Jean-Marie Philipps

Jean-Marie Philipps, le papa de notre ami Pierre-Marie, vient de nous quitter. Voici le beau texte qu’avec ses frères et soeur, Pierre-Marie nous a adressé :

Chers amis,
Notre papa, Jean-Marie Philipps, s’en est allé hier soir. Il avait 89 ans. Il était hospitalisé depuis le 10 décembre, très affaibli, car il n’arrivait plus à se nourrir correctement… Il était traité depuis 2020 pour une pathologie de la prostate, qu’il supportait bien. Notre père aura eu la chance de ne fréquenter l’hôpital de Saint-Julien que pour y déposer des blessés lorsqu’il était pompier, pendant 30 ans, sauf une fois, il y a plus de 40 ans, pour un calcul rénal. En ce sens, il aura traversé la vie en très bonne santé.

Vous le lirez sans doute dans les jours prochains : notre père était un pilier de cette ville, dont il a dirigé les services municipaux pendant plus de 30 ans. Il aura ainsi travaillé avec trois maires : Roland Ruet, Pascal Meylan et Georges Vianès. À cette fonction s’ajoutait la gestion des sapeurs-pompiers (alors sous responsabilité communale), au sein desquels il était officier en second, derrière Maurice Malavallon puis Roger Deluermoz, responsable du secours à la personne, président de l’amicale et cofondateur, en 1982, avec Gérald Dentinger, de la section des jeunes sapeurs-pompiers de Ferney–Saint-Genis–Thoiry.

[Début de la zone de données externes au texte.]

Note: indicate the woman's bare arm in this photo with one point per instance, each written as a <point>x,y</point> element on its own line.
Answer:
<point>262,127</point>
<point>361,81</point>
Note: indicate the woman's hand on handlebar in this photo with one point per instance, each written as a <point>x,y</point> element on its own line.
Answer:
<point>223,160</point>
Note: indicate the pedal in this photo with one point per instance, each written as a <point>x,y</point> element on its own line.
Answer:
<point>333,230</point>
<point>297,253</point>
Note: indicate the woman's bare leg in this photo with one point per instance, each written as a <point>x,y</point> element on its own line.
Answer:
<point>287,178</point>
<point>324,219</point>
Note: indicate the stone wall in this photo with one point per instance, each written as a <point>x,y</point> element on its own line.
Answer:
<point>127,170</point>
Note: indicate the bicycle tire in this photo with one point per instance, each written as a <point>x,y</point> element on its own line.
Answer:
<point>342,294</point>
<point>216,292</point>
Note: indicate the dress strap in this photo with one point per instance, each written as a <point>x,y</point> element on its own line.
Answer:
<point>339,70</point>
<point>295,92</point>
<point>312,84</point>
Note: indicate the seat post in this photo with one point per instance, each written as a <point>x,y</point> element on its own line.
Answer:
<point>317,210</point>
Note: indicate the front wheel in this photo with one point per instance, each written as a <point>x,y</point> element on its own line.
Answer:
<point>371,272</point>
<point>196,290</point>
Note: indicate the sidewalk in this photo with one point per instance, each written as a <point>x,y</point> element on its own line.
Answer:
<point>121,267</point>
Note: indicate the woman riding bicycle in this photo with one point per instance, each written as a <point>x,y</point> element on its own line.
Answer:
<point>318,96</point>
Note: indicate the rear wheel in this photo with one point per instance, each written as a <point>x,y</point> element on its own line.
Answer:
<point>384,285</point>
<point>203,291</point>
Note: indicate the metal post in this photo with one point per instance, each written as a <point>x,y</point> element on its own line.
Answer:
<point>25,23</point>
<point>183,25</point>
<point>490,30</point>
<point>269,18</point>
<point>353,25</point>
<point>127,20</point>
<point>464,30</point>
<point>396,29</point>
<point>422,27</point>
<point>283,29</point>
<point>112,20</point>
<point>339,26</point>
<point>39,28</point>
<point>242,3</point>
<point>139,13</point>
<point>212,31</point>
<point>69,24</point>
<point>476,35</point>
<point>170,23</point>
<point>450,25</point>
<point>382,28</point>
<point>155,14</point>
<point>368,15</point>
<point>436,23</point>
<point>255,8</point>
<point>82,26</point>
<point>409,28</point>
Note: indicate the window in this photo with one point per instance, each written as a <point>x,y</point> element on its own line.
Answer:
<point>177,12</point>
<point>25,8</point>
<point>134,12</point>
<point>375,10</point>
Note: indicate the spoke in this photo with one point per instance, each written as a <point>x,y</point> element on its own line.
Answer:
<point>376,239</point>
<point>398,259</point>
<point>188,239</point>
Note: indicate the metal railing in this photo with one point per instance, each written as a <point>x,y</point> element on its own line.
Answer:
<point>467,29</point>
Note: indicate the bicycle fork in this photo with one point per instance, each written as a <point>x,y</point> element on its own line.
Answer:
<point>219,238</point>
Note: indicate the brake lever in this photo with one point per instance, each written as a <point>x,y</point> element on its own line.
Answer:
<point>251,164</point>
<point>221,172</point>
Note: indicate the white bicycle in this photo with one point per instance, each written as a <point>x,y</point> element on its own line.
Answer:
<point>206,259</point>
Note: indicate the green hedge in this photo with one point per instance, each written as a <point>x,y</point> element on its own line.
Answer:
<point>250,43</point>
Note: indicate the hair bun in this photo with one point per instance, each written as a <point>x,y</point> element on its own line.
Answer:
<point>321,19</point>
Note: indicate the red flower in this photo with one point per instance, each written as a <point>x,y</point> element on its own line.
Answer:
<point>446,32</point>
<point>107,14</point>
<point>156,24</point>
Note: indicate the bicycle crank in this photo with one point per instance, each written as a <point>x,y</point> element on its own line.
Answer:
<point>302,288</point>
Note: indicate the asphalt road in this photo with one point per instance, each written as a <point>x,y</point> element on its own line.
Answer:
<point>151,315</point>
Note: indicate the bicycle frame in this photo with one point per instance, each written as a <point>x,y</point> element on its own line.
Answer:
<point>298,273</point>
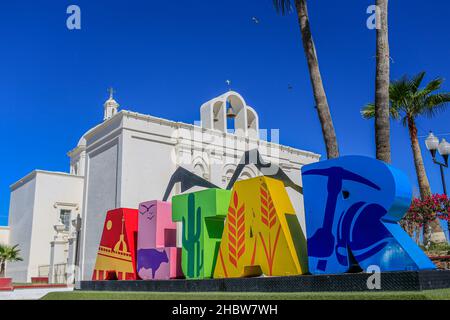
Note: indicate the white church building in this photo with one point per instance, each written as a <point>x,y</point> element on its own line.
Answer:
<point>57,218</point>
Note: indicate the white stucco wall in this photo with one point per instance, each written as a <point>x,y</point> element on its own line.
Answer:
<point>131,157</point>
<point>34,210</point>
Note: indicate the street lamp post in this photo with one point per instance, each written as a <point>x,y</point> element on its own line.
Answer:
<point>432,143</point>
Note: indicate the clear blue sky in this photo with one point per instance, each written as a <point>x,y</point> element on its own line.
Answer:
<point>166,58</point>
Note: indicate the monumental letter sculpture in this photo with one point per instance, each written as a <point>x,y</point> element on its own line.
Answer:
<point>352,206</point>
<point>202,215</point>
<point>262,234</point>
<point>116,257</point>
<point>158,255</point>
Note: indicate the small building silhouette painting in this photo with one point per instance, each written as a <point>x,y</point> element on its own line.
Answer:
<point>116,257</point>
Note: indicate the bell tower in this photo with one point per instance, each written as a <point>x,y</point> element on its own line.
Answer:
<point>111,106</point>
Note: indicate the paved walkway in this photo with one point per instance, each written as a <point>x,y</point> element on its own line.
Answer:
<point>29,294</point>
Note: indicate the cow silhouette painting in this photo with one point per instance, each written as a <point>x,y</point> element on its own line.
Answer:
<point>116,257</point>
<point>157,255</point>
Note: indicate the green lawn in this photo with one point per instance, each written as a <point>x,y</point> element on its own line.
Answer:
<point>443,294</point>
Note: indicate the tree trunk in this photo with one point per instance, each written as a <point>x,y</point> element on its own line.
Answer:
<point>382,115</point>
<point>424,185</point>
<point>323,110</point>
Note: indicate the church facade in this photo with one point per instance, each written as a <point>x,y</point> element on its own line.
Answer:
<point>129,158</point>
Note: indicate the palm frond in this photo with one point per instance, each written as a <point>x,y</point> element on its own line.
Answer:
<point>283,6</point>
<point>436,103</point>
<point>433,85</point>
<point>416,81</point>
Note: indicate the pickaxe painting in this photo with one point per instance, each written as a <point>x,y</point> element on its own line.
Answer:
<point>352,206</point>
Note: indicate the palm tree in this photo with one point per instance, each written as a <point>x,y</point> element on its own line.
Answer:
<point>382,124</point>
<point>407,102</point>
<point>323,110</point>
<point>8,254</point>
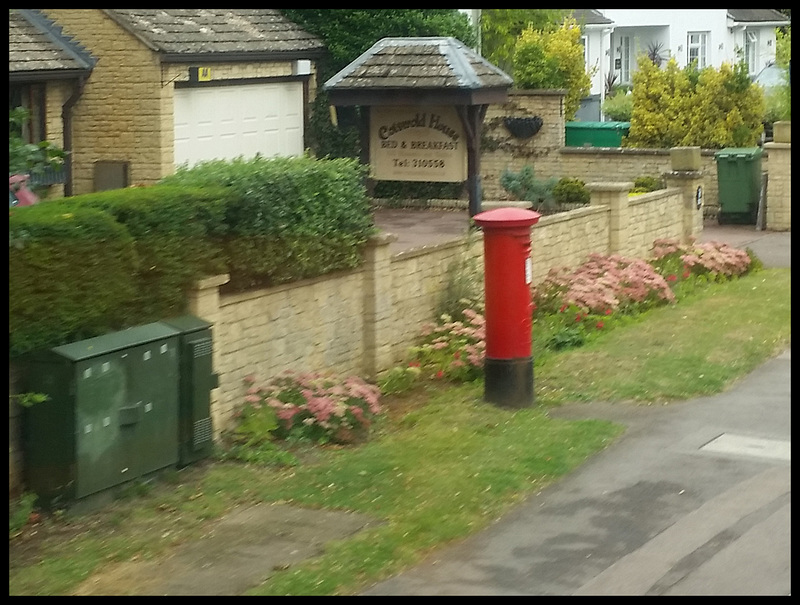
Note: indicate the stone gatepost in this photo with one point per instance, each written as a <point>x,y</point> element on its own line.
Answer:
<point>686,175</point>
<point>615,196</point>
<point>779,183</point>
<point>378,314</point>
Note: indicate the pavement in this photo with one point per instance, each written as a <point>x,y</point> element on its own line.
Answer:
<point>694,499</point>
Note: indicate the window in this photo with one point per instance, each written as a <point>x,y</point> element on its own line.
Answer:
<point>31,97</point>
<point>585,44</point>
<point>697,45</point>
<point>625,59</point>
<point>751,51</point>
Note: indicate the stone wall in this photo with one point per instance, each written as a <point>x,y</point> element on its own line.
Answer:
<point>363,321</point>
<point>126,111</point>
<point>546,154</point>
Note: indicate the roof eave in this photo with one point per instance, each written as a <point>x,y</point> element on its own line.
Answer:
<point>48,75</point>
<point>238,56</point>
<point>417,96</point>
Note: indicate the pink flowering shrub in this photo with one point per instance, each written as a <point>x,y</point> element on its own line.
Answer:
<point>453,350</point>
<point>714,261</point>
<point>601,284</point>
<point>318,407</point>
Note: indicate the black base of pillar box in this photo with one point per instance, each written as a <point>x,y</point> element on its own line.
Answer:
<point>509,382</point>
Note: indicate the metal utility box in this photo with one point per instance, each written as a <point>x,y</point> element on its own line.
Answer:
<point>112,413</point>
<point>595,134</point>
<point>739,181</point>
<point>195,436</point>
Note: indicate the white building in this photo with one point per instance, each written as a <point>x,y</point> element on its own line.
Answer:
<point>614,39</point>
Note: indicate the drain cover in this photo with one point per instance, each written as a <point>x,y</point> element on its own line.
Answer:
<point>750,446</point>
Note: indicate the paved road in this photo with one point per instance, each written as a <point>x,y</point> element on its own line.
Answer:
<point>695,499</point>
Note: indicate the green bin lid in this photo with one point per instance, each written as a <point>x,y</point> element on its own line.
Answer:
<point>739,152</point>
<point>599,125</point>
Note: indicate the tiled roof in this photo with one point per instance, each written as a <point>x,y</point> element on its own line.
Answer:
<point>440,63</point>
<point>37,48</point>
<point>590,16</point>
<point>755,15</point>
<point>211,31</point>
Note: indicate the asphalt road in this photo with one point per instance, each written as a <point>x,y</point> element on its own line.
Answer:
<point>694,499</point>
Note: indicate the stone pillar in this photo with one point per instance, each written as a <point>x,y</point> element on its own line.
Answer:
<point>378,315</point>
<point>204,303</point>
<point>686,175</point>
<point>615,196</point>
<point>779,179</point>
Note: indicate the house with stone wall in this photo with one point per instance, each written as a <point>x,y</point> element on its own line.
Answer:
<point>134,93</point>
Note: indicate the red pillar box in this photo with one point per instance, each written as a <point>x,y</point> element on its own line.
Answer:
<point>508,366</point>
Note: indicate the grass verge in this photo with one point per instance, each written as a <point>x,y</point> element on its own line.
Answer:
<point>442,465</point>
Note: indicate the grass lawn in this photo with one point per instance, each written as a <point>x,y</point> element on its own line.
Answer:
<point>441,464</point>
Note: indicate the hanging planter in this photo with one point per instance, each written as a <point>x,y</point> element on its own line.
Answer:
<point>523,128</point>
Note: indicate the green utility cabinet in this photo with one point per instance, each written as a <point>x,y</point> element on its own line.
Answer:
<point>739,182</point>
<point>596,134</point>
<point>195,436</point>
<point>112,413</point>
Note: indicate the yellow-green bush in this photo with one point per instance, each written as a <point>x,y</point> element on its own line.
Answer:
<point>553,59</point>
<point>708,108</point>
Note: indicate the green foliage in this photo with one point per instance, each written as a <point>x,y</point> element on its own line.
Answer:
<point>500,28</point>
<point>288,218</point>
<point>87,265</point>
<point>553,59</point>
<point>252,439</point>
<point>618,107</point>
<point>463,287</point>
<point>524,185</point>
<point>19,512</point>
<point>398,379</point>
<point>29,158</point>
<point>708,108</point>
<point>27,400</point>
<point>571,191</point>
<point>71,274</point>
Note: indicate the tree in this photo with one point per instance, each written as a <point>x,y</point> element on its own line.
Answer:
<point>501,27</point>
<point>709,108</point>
<point>553,58</point>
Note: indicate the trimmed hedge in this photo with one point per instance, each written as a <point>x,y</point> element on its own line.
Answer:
<point>90,264</point>
<point>71,270</point>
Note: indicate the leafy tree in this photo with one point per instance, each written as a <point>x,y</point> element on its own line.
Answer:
<point>500,28</point>
<point>694,107</point>
<point>553,59</point>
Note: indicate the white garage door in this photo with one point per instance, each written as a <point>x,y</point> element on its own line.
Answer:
<point>229,121</point>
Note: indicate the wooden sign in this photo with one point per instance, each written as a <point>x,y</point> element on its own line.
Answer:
<point>417,144</point>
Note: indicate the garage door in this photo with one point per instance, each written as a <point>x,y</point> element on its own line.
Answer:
<point>229,121</point>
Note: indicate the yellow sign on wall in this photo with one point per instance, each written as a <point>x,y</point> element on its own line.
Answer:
<point>417,144</point>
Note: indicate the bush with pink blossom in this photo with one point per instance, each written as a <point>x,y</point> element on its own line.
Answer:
<point>701,263</point>
<point>452,349</point>
<point>319,407</point>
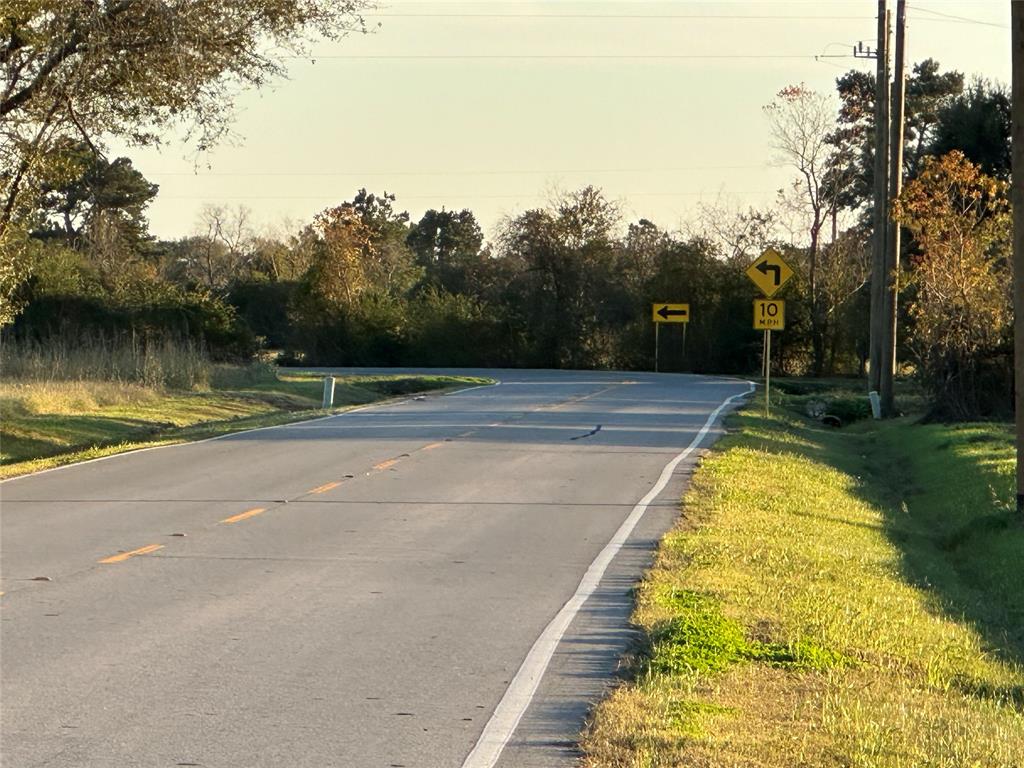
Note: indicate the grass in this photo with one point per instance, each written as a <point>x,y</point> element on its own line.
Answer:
<point>46,423</point>
<point>832,598</point>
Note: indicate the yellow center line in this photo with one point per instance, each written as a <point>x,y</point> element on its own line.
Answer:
<point>325,487</point>
<point>125,555</point>
<point>243,515</point>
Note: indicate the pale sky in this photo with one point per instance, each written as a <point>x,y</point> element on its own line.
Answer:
<point>494,105</point>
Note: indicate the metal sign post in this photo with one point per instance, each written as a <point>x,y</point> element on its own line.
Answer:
<point>666,312</point>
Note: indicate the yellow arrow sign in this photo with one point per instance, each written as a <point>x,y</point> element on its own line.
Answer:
<point>671,312</point>
<point>769,314</point>
<point>769,272</point>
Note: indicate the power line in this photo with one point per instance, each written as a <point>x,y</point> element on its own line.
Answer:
<point>587,56</point>
<point>660,16</point>
<point>953,17</point>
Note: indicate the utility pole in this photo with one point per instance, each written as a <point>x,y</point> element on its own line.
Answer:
<point>1017,198</point>
<point>891,298</point>
<point>877,325</point>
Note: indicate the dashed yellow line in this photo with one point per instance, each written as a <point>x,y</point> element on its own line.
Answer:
<point>325,487</point>
<point>244,515</point>
<point>125,555</point>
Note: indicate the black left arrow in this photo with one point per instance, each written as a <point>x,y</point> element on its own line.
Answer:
<point>764,267</point>
<point>666,312</point>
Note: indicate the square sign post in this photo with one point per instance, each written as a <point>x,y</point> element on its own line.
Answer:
<point>769,273</point>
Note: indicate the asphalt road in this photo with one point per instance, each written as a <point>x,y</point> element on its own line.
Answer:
<point>353,591</point>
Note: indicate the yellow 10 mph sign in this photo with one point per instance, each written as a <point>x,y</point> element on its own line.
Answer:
<point>769,314</point>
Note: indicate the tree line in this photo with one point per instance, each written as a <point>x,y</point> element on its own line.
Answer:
<point>566,285</point>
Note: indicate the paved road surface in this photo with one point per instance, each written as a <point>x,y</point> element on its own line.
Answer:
<point>354,591</point>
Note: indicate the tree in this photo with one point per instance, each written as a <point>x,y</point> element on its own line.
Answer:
<point>133,69</point>
<point>977,123</point>
<point>449,246</point>
<point>565,290</point>
<point>801,123</point>
<point>961,310</point>
<point>928,90</point>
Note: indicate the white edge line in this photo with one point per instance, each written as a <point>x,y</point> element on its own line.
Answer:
<point>133,452</point>
<point>520,692</point>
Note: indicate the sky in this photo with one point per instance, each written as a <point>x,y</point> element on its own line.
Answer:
<point>498,107</point>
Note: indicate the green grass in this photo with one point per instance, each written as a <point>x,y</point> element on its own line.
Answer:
<point>832,598</point>
<point>47,423</point>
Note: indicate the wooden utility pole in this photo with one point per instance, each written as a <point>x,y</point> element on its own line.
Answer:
<point>877,324</point>
<point>895,186</point>
<point>1017,198</point>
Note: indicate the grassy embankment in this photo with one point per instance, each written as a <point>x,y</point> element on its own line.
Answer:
<point>848,597</point>
<point>58,407</point>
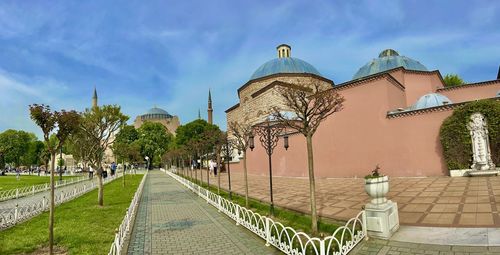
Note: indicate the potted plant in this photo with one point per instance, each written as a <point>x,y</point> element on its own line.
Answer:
<point>377,186</point>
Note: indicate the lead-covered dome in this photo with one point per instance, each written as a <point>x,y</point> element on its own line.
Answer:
<point>284,64</point>
<point>388,59</point>
<point>430,100</point>
<point>156,113</point>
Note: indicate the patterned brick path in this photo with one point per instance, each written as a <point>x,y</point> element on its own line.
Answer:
<point>172,220</point>
<point>430,201</point>
<point>383,247</point>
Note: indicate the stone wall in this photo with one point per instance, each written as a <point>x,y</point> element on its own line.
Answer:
<point>255,107</point>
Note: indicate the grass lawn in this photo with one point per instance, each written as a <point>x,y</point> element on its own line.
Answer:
<point>81,226</point>
<point>10,181</point>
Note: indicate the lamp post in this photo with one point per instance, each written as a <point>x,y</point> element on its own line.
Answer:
<point>60,165</point>
<point>228,149</point>
<point>269,133</point>
<point>147,160</point>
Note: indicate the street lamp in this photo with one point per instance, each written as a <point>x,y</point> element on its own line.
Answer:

Rien de particulier ne le destinait à une telle carrière, car, comme son père et son grand-père avant lui, il avait suivi une formation et était devenu potier. C’est la poterie qui a amené les Philipps à Ferney-Voltaire : chassée d’Alsace en 1870, réfugiée tout d’abord à Renens, dans le canton de Vaud, notre famille s’est établie à Ferney au début du XXᵉ siècle. Mais voilà : après le retour d’Algérie, son père Hermann l’a «invité» à le rejoindre à la mairie, qu’il dirigeait lui-même depuis le début des années 50.

Ce n’est pas tout : il gérait également le SIVOM de l’Est Gessien, dont il avait co-rédigé les statuts. En 1971, il a arrondi certains « angles » pour faciliter la fusion entre Prévessin et Moëns. Il avait aussi travaillé sur le SIGEP, prémices de la communauté de communes, ainsi que sur la constitution du Technoparc de Saint-Genis-Pouilly (dans lequel la ville de Ferney était actionnaire). Jusqu’à il y a peu, il gérait les finances de nombreuses associations, parmi lesquelles les anciens combattants, le don du sang, le centre de soins infirmiers et le fameux Club de la Fourchette, fondé avec des amis artisans et commerçants de Ferney.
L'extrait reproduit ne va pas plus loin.